Het video-uittreksel van Chens enscenering dat Arte op 24
januari uitzendt kan natuurlijk geen recht doen aan de (vast
niet onverdeeld aangename) ervaring die een zit van negentien
uur oplevert. Maar de makers slagen erin om in twee uur tijd
de hoofdlijn van het verhaal over het voetlicht te brengen.

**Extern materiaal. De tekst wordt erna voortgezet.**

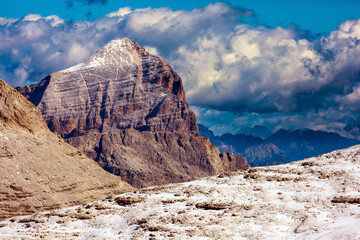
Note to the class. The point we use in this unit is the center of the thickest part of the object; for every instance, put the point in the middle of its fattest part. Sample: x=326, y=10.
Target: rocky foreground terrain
x=38, y=170
x=317, y=198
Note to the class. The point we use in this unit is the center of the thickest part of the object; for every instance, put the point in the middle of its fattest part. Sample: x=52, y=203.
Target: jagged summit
x=121, y=86
x=121, y=51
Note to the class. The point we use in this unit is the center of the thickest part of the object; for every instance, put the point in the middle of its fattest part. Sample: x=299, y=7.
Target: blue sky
x=318, y=16
x=281, y=64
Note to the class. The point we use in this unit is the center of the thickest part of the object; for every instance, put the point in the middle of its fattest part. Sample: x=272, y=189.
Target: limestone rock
x=38, y=170
x=121, y=86
x=126, y=109
x=155, y=158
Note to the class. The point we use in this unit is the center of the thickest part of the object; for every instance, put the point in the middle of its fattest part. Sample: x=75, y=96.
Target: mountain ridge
x=122, y=92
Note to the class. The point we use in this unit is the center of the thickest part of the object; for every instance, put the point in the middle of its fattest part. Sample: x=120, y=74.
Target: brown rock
x=121, y=86
x=154, y=158
x=38, y=170
x=124, y=87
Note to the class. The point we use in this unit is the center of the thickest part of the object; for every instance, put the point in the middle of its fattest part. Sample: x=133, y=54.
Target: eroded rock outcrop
x=121, y=86
x=152, y=158
x=126, y=109
x=38, y=170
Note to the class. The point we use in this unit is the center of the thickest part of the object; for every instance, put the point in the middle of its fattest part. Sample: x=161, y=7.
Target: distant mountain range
x=303, y=143
x=284, y=145
x=256, y=150
x=256, y=131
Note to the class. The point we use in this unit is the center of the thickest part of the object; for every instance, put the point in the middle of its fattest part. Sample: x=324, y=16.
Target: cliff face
x=121, y=86
x=154, y=158
x=126, y=109
x=38, y=170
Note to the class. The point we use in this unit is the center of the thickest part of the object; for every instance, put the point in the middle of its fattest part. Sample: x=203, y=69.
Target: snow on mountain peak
x=120, y=52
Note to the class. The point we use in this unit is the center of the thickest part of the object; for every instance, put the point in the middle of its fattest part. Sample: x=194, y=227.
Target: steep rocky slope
x=126, y=109
x=146, y=158
x=256, y=150
x=121, y=86
x=317, y=198
x=38, y=170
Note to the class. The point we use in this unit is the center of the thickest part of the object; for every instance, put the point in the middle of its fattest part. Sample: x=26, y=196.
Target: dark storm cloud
x=225, y=63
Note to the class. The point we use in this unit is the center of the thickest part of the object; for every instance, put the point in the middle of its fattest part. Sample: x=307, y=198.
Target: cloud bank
x=226, y=64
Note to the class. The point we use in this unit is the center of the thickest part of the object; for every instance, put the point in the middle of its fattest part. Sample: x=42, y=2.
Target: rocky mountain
x=316, y=198
x=256, y=131
x=303, y=143
x=154, y=158
x=126, y=109
x=121, y=86
x=38, y=170
x=351, y=131
x=257, y=151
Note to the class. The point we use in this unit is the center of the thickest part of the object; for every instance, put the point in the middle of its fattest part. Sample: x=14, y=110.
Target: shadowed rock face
x=38, y=170
x=121, y=86
x=126, y=109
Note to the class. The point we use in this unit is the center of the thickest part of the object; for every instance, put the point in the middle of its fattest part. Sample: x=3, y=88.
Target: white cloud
x=225, y=64
x=121, y=12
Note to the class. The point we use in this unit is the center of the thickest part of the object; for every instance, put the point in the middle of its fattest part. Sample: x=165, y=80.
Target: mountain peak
x=121, y=51
x=121, y=86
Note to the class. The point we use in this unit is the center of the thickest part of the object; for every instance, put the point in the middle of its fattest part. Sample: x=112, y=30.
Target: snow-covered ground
x=317, y=198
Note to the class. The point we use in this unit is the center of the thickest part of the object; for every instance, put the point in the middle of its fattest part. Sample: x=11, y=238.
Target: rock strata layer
x=126, y=109
x=38, y=170
x=155, y=158
x=121, y=86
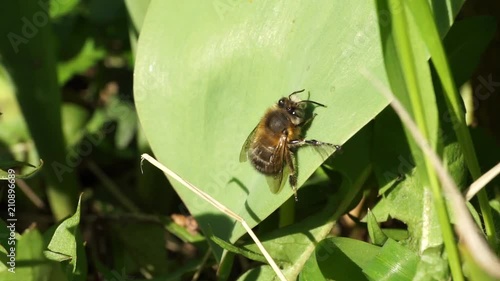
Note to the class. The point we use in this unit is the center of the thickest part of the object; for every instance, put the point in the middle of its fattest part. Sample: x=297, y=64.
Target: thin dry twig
x=464, y=224
x=219, y=206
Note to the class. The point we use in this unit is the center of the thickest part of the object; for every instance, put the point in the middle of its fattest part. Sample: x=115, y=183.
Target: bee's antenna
x=310, y=101
x=296, y=92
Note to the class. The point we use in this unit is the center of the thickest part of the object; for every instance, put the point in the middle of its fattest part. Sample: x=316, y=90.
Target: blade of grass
x=407, y=60
x=429, y=33
x=220, y=207
x=464, y=224
x=481, y=182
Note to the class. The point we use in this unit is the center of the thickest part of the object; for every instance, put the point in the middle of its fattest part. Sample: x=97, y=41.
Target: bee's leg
x=309, y=120
x=290, y=160
x=302, y=142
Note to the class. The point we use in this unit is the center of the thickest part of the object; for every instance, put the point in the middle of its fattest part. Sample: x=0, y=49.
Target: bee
x=272, y=145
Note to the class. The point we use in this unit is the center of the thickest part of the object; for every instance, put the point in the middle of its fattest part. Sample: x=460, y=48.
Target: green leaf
x=67, y=242
x=203, y=81
x=29, y=263
x=88, y=56
x=61, y=8
x=256, y=256
x=340, y=259
x=293, y=245
x=29, y=54
x=6, y=173
x=258, y=273
x=377, y=236
x=393, y=262
x=464, y=45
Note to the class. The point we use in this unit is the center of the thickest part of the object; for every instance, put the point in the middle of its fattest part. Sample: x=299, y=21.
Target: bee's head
x=295, y=107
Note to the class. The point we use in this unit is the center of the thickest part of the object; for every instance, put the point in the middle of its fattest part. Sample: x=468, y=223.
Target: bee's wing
x=276, y=182
x=246, y=145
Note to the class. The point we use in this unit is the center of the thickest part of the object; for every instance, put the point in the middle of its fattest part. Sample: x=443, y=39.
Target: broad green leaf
x=29, y=55
x=293, y=245
x=205, y=76
x=259, y=273
x=256, y=256
x=340, y=259
x=88, y=56
x=393, y=262
x=377, y=236
x=464, y=45
x=59, y=8
x=7, y=173
x=29, y=262
x=67, y=242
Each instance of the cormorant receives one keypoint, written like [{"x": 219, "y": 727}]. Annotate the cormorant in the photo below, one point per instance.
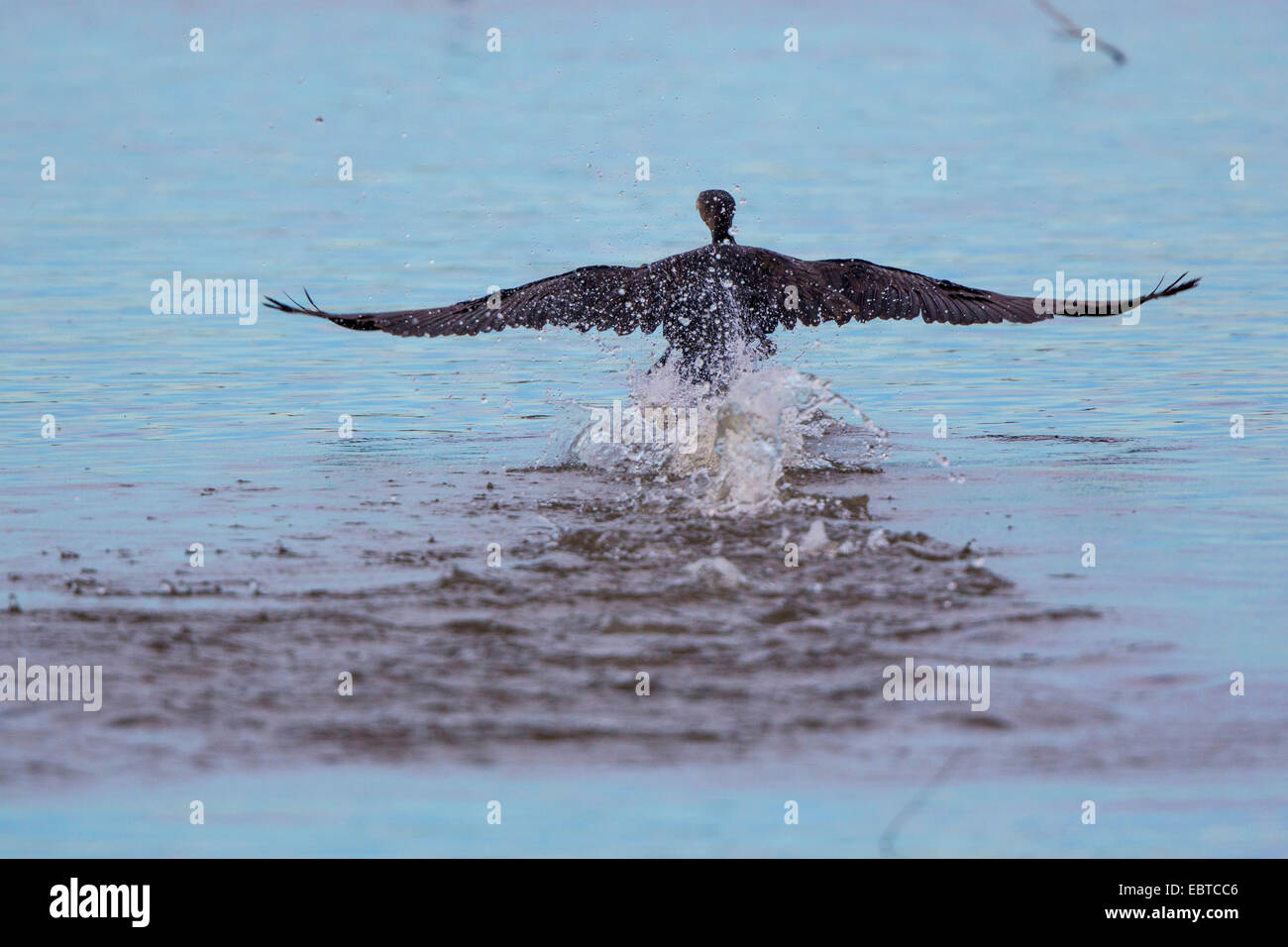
[{"x": 719, "y": 300}]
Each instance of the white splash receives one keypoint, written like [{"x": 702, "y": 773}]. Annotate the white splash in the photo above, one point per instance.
[{"x": 742, "y": 442}]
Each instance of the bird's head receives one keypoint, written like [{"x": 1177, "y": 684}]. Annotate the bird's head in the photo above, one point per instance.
[{"x": 716, "y": 210}]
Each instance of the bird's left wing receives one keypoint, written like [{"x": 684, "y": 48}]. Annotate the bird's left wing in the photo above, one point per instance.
[
  {"x": 811, "y": 291},
  {"x": 603, "y": 298}
]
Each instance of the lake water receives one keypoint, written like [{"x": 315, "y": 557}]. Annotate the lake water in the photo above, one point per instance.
[{"x": 516, "y": 684}]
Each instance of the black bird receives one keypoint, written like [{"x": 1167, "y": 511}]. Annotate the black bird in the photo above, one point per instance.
[
  {"x": 1069, "y": 29},
  {"x": 721, "y": 300}
]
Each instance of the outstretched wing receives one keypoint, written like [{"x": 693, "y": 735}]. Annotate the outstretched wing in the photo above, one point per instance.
[
  {"x": 844, "y": 290},
  {"x": 605, "y": 298}
]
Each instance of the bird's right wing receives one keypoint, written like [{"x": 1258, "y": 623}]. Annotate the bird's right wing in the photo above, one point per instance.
[{"x": 604, "y": 298}]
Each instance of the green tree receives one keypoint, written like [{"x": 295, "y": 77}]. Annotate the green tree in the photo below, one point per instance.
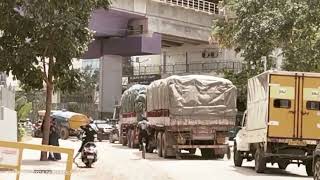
[
  {"x": 39, "y": 40},
  {"x": 83, "y": 99},
  {"x": 258, "y": 28}
]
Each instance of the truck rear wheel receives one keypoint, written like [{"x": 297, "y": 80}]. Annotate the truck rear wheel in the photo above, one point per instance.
[
  {"x": 164, "y": 146},
  {"x": 260, "y": 161},
  {"x": 309, "y": 169},
  {"x": 237, "y": 156},
  {"x": 64, "y": 133},
  {"x": 283, "y": 164},
  {"x": 159, "y": 143},
  {"x": 192, "y": 151},
  {"x": 207, "y": 153}
]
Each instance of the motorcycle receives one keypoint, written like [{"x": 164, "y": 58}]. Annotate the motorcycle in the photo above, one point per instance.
[{"x": 89, "y": 154}]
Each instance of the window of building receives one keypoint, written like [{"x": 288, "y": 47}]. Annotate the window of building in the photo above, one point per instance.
[
  {"x": 313, "y": 105},
  {"x": 282, "y": 103}
]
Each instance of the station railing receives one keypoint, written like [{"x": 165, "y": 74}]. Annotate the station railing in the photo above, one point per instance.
[{"x": 197, "y": 5}]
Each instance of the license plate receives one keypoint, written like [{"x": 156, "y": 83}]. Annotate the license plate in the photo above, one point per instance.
[
  {"x": 90, "y": 157},
  {"x": 297, "y": 143}
]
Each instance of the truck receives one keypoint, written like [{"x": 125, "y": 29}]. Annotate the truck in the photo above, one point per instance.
[
  {"x": 191, "y": 112},
  {"x": 132, "y": 108},
  {"x": 281, "y": 124}
]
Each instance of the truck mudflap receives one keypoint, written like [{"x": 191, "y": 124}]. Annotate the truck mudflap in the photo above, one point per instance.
[
  {"x": 225, "y": 149},
  {"x": 201, "y": 146},
  {"x": 290, "y": 156}
]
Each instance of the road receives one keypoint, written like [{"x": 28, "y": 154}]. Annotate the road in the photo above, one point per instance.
[{"x": 117, "y": 162}]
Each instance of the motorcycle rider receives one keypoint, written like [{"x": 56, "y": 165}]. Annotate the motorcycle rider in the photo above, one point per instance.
[
  {"x": 143, "y": 131},
  {"x": 89, "y": 131}
]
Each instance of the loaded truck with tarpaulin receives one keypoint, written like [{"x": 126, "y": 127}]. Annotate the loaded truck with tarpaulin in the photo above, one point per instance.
[
  {"x": 190, "y": 112},
  {"x": 132, "y": 109}
]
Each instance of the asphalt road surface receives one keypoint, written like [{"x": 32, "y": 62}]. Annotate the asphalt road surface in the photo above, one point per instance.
[{"x": 117, "y": 162}]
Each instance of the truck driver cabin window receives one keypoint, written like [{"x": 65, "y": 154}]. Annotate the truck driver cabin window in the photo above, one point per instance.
[
  {"x": 282, "y": 103},
  {"x": 313, "y": 105}
]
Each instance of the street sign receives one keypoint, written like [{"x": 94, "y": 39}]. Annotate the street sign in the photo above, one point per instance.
[{"x": 144, "y": 79}]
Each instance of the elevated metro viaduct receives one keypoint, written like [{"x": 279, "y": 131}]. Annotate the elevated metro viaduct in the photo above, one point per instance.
[{"x": 144, "y": 27}]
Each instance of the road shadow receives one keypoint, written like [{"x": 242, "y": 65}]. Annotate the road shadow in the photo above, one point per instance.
[
  {"x": 184, "y": 156},
  {"x": 249, "y": 171},
  {"x": 32, "y": 162},
  {"x": 120, "y": 146}
]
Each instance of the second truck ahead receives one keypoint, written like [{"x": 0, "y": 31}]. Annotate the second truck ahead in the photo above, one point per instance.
[
  {"x": 282, "y": 123},
  {"x": 185, "y": 113}
]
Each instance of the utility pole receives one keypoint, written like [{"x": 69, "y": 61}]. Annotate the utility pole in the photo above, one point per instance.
[{"x": 264, "y": 59}]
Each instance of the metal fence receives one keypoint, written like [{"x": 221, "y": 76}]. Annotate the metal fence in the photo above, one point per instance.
[
  {"x": 197, "y": 5},
  {"x": 183, "y": 68},
  {"x": 7, "y": 97}
]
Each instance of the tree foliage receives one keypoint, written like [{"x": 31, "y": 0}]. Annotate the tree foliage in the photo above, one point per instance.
[
  {"x": 258, "y": 28},
  {"x": 40, "y": 38}
]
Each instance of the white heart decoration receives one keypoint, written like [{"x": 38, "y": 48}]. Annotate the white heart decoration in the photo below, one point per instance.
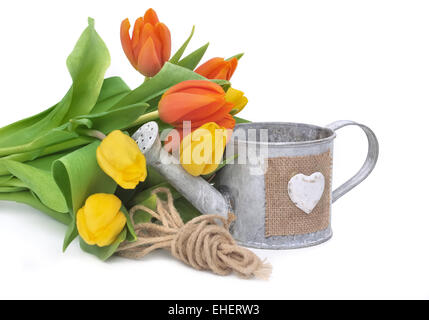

Dat Qian Yi, de allerbekoorlijkste vertolkster van de
hoofdrol, af en toe opeens een heel ander kostuum aan heeft
hindert niet. Wel komen een aantal minder belangrijke
scènes, zoals bijvoorbeeld het optreden van de
Mongoolse rebellen, er wat bekaaid af.
Chens regie sluit heel goed aan bij die van Pierre Audi
(misschien omdat ook hij naar het Oosten blikt). De opera
wordt gespeeld zonder voordoek en het toneelbeeld is sober,
zodat alle aandacht gericht wordt op de schitterend
uitgedoste acteurs, die hun spel en zang met gestileerde,
maar welsprekende gebaren ondersteunen. Een veelkleurig
instrumentaal ensemble verdubbelt de vocale lijnen en
voorziet ze van theatrale nuances. Goed, dat vreemde mauwende
Sprechgesang in de 'recitatieven' is even wennen, maar
als geheel is het een voorstelling van een betoverende
schoonheid, waarin de figuren als complete mensen worden
afgeschilderd. Het is dat humanisme ook bepalend voor de
opkomst van de Europese opera waardoor Mudan Ting
recht tot het hart spreekt en moeiteloos een afstand van vier
eeuwen en duizenden kilometers kan overbruggen.